Sayangnya, mimpi Mei untuk sejahtera berujung sengsara. Sekitar setahun di Malaysia, Mei hanya menelepon keluarga tiga kali. Pertama, selama 15 menit. Kedua, 10 menit, dan ketiga 9 menit. Majikannya melarangnya berkomunikasi.
Puncaknya, Mei menjadi korban kekerasan fisik oleh majikannya. ”Harapan anak saya ke sana untuk kerja, kenapa disiksa? Pelakunya harus diproses hukum,” kata Syafii.

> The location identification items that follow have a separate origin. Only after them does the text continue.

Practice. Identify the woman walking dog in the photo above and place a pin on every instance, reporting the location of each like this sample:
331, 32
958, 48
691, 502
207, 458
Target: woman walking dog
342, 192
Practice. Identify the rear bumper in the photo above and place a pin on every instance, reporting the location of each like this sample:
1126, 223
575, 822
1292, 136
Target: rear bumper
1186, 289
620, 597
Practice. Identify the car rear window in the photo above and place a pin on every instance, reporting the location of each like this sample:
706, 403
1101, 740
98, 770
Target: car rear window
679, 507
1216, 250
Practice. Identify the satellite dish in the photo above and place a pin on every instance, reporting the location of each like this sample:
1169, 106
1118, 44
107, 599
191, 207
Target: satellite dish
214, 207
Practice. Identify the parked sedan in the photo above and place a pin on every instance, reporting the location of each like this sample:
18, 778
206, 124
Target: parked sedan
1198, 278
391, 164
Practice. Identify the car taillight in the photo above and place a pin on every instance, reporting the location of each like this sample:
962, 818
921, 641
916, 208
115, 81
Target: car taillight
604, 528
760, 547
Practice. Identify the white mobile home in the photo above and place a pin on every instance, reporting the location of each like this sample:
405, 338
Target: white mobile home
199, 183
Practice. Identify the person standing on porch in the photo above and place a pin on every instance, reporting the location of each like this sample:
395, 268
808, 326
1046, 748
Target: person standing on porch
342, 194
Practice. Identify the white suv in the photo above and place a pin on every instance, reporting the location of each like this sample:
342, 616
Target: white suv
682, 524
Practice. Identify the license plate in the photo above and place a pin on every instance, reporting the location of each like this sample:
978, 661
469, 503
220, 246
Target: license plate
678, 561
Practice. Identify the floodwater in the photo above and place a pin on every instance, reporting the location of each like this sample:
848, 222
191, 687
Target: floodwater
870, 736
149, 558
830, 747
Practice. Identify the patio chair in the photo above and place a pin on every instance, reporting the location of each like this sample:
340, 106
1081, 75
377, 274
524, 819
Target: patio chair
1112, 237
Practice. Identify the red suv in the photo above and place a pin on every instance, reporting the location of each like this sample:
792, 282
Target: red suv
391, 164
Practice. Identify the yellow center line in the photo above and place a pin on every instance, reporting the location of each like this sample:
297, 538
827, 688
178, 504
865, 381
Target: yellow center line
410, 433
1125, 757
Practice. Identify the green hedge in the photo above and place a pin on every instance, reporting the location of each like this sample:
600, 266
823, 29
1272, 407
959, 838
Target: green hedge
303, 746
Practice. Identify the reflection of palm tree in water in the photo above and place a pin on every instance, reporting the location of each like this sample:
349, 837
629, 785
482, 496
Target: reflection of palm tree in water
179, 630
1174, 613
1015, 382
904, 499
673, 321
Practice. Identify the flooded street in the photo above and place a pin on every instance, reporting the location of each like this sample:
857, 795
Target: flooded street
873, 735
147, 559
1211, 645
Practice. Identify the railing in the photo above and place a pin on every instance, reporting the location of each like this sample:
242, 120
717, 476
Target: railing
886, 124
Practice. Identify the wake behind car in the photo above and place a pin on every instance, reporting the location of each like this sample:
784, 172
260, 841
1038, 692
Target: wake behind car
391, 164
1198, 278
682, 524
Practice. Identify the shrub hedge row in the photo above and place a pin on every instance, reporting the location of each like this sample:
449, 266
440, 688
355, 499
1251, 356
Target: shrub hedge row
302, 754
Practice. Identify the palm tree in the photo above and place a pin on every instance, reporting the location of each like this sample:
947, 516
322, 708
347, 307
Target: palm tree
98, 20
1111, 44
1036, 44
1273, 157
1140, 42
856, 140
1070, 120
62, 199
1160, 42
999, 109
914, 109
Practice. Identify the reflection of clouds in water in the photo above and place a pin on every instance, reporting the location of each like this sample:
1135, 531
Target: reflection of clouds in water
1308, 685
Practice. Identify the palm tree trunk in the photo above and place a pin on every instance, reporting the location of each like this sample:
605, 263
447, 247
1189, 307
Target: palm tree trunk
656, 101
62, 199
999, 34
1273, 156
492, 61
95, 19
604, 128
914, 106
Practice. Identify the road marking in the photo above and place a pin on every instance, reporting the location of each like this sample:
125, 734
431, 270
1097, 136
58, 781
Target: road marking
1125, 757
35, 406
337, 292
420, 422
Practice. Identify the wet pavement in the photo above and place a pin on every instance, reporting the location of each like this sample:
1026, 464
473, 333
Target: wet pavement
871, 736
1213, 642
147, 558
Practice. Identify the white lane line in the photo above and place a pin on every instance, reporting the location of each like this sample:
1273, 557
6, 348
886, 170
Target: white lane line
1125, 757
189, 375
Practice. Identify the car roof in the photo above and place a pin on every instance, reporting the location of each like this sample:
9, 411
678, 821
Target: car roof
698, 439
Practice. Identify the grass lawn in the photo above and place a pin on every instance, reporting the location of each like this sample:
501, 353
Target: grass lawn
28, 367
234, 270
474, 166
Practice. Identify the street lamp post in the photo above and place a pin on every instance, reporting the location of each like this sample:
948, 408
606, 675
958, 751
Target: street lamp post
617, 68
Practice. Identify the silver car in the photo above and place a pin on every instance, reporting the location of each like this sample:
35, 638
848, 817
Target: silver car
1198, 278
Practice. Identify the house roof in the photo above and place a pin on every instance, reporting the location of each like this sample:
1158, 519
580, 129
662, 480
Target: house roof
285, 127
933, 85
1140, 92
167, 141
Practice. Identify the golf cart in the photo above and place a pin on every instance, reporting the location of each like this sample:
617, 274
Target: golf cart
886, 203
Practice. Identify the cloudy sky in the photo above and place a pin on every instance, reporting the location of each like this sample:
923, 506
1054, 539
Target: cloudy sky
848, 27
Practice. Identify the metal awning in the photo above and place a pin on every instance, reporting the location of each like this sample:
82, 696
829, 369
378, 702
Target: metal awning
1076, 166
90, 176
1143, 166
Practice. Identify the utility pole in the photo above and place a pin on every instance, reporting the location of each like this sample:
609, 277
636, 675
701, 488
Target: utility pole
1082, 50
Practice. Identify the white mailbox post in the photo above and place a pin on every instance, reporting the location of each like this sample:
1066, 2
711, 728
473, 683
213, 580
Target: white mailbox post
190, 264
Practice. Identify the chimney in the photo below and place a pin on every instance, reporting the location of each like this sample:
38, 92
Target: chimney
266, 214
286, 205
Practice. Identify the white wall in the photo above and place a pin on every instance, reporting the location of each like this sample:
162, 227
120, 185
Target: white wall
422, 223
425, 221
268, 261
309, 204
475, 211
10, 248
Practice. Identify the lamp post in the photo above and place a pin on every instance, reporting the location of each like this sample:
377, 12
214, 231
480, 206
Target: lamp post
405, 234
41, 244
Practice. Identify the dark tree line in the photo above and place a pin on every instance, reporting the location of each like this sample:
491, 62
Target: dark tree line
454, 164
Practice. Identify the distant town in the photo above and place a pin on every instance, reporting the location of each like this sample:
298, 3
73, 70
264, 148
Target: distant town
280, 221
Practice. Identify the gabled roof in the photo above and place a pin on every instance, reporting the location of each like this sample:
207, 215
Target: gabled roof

Perlawanan juga masih dilakukan Sukara (57). Dia pernah jadi korban kekerasan ketika mengadu nasib ke Malaysia. Alih-alih menghasilkan pundi, warga Kecamatan Cilamaya Kulon, Karawang, itu justru dibui. Dia dituding melanggar izin tinggal lebih lama dari waktu yang ditetapkan (overstay). Sukara berharap tidak ada lagi orang Indonesia bernasib seperti dia.

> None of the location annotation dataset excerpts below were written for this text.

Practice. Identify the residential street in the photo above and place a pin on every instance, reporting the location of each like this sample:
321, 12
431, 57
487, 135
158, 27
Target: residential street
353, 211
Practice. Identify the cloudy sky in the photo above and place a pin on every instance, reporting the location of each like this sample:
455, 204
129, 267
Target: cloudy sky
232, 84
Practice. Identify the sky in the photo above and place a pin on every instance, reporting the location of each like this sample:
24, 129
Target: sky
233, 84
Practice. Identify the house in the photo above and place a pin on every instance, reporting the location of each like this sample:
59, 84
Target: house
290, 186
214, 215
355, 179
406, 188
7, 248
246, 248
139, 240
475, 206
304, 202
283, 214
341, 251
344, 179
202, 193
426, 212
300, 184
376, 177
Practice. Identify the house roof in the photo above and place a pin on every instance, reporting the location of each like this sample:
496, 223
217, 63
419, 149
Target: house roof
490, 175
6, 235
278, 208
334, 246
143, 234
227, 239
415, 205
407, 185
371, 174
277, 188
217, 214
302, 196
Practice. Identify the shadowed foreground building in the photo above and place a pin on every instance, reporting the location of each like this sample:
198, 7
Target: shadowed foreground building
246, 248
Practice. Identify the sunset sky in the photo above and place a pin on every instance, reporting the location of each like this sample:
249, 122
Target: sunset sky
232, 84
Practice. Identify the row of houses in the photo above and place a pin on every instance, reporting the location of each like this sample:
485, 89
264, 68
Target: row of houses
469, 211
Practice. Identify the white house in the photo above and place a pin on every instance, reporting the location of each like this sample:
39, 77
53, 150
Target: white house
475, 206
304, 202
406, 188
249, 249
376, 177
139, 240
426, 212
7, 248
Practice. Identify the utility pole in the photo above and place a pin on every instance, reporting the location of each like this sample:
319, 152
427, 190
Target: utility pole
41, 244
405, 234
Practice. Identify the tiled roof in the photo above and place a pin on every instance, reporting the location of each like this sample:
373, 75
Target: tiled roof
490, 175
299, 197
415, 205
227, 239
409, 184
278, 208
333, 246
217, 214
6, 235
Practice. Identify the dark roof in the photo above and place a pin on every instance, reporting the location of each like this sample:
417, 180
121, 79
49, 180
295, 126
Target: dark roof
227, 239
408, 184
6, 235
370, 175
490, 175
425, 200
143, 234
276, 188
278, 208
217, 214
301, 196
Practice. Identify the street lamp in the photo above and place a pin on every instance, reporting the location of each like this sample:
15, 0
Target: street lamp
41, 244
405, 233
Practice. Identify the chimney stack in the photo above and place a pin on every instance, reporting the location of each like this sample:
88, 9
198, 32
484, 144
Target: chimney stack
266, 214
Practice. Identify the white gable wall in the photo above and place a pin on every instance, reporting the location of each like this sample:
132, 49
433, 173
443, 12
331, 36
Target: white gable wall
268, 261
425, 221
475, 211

Kisah kelam Sukara bermula dari tawaran seseorang yang baru ia kenal mengaku sebagai sponsor bekerja di Malaysia, tahun 2017 lalu. Sukara dijanjikan gaji Rp 6 juta per bulan. Bagi buruh tani berupah Rp 100.000 per hari atau sekitar Rp 3 juta per bulan, tawaran itu jelas menggiurkan baginya.
Akhir Desember 2017, dia berangkat ke Malaysia. Katanya, dia bakal bekerja di kebun nanas. Sehari, bayarannya 60 ringgit Malaysia atau sekitar Rp 210.000 (kurs Rp 3.500). Jaminan akomodasi tempat tinggal dan makan pun bakal ditanggung.
Tertipu
Akan tetapi, mimpi Sukara ambyar saat tiba di lokasi. Upahnya dipangkas hingga 50 persen. Pembayarannya pun sistem borongan. Dia bekerja selama 11 jam per hari, dimulai pukul 07.00 hingga 18.00. Padahal, kesepakatan awalnya hanya tujuh jam kerja saja. Kekecewaannya bertambah karena sehari-hari dia harus tidur di dalam kontainer dan diberi makan roti.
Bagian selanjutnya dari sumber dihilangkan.